Insights & Analysis

ANALYSIS: LCH marks entry into crypto with GFO-X launch

13th May, 2025|Radi Khasawneh

The launch of GFO-X’s bitcoin futures and options market creates the first UK-regulated and centrally cleared crypto derivatives market, and an inaugural client for LCH SA's DigitalAssetClear service.

Speaking to FOW as the firms announced the service had gone live on Tuesday, chief executive and co-founder of GFO-X Arnab Sen (pictured) said the launch puts the firm in a strong position to harness growing institutional interest in the asset class. The first cash settled contracts reference the GFO-X/Coin Metrics Single Asset Real-Time Bitcoin Index and be denominated in US dollars.

“We have gone live with a full suite of products – including weekly options, monthly options and monthly futures,” Sen said. “The real opportunity is in growing that options market, because it is underserved in the regulated space.

“Our differentiator is that we have streaming prices at launch, with IMC quoting 300 instruments to clients. That means institutional traders now have a vol surface with inputs from a fully regulated, centrally cleared exchange.”

London-based GFO-X, which already had the backing of asset manager M&G Investments, said in December it had also signed banks ABN Amro Clearing and Standard Chartered, and market-makers IMC and Virtu Financial as strategic partners. At launch, ABN AMRO Clearing, Nomura and Standard Chartered are acting as clearing members for LCH.

“It was a big priority for us to bring this service to market after finalising service design, consultation with the market and receiving regulatory approval,” Marcus Robinson, head of DigitalAssetClear and CDSClear at LCH said in an interview. “This space evolves very quickly, and we are hearing that there is a lot more interest from institutional investors in crypto as an asset class.

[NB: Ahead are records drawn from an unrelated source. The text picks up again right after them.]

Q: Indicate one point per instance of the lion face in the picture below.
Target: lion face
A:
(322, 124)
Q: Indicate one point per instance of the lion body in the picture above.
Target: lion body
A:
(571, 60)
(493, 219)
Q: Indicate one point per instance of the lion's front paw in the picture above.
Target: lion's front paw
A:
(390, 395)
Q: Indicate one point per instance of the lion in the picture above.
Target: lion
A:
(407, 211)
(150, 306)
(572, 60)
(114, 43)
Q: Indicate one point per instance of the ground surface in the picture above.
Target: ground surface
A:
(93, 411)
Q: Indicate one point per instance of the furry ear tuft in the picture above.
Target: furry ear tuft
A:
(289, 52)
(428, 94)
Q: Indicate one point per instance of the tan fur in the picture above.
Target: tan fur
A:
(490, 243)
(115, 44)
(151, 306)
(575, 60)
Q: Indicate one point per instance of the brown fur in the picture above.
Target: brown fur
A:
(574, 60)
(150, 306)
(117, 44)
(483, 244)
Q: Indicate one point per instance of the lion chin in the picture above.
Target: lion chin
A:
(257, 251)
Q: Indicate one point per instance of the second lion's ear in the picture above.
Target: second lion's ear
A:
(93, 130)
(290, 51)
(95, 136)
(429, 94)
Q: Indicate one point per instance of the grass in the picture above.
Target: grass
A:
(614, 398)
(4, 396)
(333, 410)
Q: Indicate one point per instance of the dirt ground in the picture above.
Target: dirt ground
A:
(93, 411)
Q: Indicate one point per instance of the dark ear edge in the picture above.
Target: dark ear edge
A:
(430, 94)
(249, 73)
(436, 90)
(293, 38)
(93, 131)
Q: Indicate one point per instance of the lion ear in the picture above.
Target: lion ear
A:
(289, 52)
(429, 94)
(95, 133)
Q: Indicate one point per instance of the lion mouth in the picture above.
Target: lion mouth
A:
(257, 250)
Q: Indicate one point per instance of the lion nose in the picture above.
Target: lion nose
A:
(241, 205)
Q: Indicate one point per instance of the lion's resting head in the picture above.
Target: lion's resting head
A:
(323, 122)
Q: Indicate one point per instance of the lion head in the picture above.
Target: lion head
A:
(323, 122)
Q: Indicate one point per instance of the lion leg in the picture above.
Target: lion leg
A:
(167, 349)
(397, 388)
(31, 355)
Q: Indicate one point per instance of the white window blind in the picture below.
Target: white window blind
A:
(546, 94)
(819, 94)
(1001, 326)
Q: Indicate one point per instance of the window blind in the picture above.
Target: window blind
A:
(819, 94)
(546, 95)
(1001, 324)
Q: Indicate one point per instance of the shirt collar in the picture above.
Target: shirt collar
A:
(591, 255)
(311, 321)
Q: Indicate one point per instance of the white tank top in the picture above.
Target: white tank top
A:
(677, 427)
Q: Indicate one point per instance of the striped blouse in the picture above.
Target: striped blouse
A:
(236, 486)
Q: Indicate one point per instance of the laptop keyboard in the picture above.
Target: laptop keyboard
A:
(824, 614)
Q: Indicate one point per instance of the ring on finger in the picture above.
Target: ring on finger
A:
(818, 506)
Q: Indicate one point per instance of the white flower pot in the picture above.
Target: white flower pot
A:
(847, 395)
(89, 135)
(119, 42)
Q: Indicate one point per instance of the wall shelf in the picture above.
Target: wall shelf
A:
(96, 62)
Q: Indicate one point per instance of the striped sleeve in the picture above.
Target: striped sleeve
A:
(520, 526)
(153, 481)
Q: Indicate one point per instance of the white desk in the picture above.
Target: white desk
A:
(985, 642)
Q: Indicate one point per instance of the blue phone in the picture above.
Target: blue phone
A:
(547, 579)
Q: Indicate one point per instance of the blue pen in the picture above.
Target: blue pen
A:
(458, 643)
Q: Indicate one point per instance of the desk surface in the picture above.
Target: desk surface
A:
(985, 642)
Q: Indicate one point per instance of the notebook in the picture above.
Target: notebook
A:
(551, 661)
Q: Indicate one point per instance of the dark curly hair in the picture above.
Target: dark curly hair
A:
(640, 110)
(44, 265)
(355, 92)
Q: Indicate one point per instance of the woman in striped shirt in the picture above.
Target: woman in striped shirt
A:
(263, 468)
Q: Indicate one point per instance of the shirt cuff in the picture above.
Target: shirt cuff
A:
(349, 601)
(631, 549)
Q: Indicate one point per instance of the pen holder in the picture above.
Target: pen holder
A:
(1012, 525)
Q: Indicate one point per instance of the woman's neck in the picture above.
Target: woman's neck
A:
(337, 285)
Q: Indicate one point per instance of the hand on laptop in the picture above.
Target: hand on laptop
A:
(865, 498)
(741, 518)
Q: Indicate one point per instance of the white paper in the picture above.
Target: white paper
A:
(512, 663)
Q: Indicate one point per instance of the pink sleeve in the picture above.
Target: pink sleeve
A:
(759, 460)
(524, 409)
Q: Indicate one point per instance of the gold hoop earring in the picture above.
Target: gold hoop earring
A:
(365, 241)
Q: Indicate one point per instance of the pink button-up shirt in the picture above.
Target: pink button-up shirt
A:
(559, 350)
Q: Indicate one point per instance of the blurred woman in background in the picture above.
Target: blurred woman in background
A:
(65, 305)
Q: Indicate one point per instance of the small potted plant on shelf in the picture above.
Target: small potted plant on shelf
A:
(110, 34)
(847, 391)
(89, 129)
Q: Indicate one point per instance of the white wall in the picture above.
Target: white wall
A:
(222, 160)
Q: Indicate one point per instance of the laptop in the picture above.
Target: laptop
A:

“What we enable is the confidence in the infrastructure that supports that – which is tried and tested and familiar to many of those firms. From a risk management perspective, a segregated service allows clear separation which gives confidence to clearing brokers in those different businesses.”

Robinson in June last year moved for his role heading up post-trade strategy at parent company the London Stock Exchange group (LSEG) to his current role, after the firm in April received regulatory approval for crypto clearing. He sees potential for growing the market through the provision of central clearing.

“We believe that this creates an opportunity to increase the addressable market to grow two, three or four times where it is today,” Robinson added. “That is what we saw when clearing became the norm in the over-the-counter (OTC) market and we expect a similar trajectory in the crypto market as adoption grows.”

GFO-X last month announced a strategic partnership with Nomura’s digital asset subsidiary Laser Digital to support its push to attract both traditional institutional investors and crypto native firms looking to diversify their networks.

“The infrastructure we have in place allows us to benefit from market tailwinds from the regulatory landscape and the institutional interest that will allow us to scale this business,” Sen said. “We are one of the only businesses that can bridge that gap between traditional participants and the institutional end of the crypto native market.

“Having a non-US exchange that is Tier 1 regulated and Tier 1 and above cleared from a risk management perspective is good for the market, good for the competition and creates more arbitrage opportunities for institutions looking to enter the space.”

CME Group, which runs the largest traditionally regulated crypto market in the US, in March launched its first Solana futures and expanded its existing ether product suite. FOW Data shows CME traded 3.95 million lots of its main Bitcoin futures contracts last year, up two fifths on 2023. Average daily volume across crypto futures and options at the CME rose 141% year-on-year in the first quarter, to 198,000 lots according to data published by the exchange.